Tata Nano

W czwartek 10 stycznia rozpoczął się w Delhi salon samochodowy podczas którego koncern TATA, największy producent samochodów w Indiach, zaprezentował swoje najnowsze dzieło: samochód dla ludu. W przeliczeniu ma kosztować 6 500 zł.

Samochodów dla ludu było wiele, w tym kilka znanych na całym świeci i to obecnie uznawanych wręcz za kultowe. Pierwszym był Ford model T, który mimo swoich wad zrewolucjonizował największy rynek motoryzacyjny na świecie - jako pierwszy samochód dostępny dla klasy średniej. Kultowy Volkswagen pieszczotliwie zwany Garbusem - to nic innego jak właśnie samochód dla ludu . Jego produkcję rozpoczęto w 1938, lecz dopiero po wojnie rozpoczęto produkcję w ilościach masowych.
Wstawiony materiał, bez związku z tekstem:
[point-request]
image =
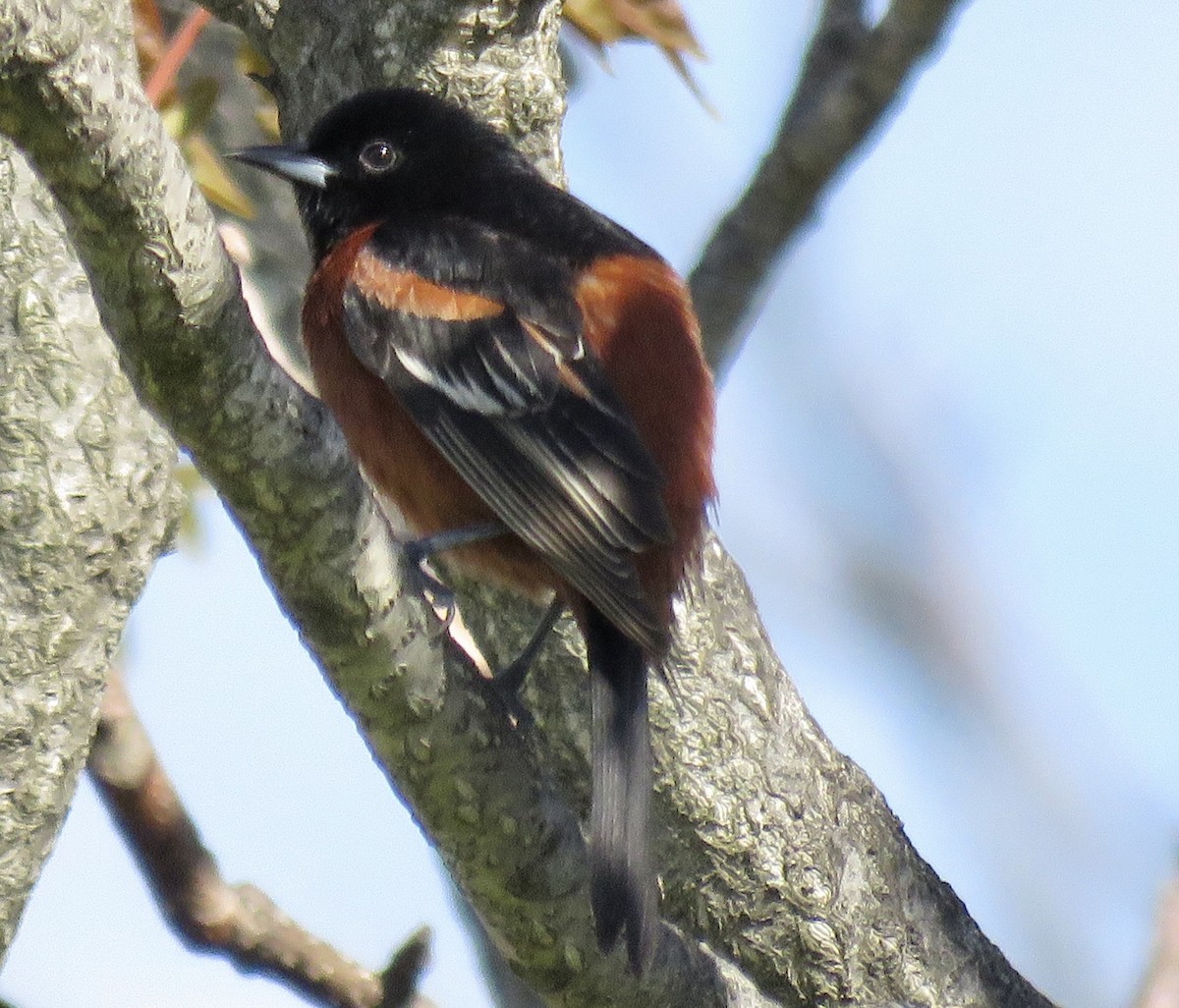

Ten samochód przyjął się na wielu różnych rynkach największą karierę robiąc jednak w USA. Równie znanymi, lecz o znaczeniu "lokalnym" były Citroen 2CV, Austin Mini czy Fiat 500. Zawieszenie Citroena mimo, że we Francji były dobre drogi, było skonstruowane z myślą o eksploatacji w warunkach wiejskich. Cechą charakterystyczną tych wszystkich samochodów (poza Mini) było ich przystosowanie do rożnych, czasem nawet bardzo trudnych warunków drogowych.

Dla kogo?

Samochody dla ludu (popularne) początkowo były tworzone z myślą o klasie średniej, która mając stałe dochody na określonym poziomie mogła z czasem (lub na kredyt) nabyć wymarzone autko. Obecnie kiedy samochód w krajach rozwiniętych przestał być uznawany za dobro luksusowe pojęcie auta popularnego musi być rozpatrywane w kategoriach geo-ekonomicznych, zaś strategia marketingowa dopasowana winna być do sytuacji na rynku lokalnym.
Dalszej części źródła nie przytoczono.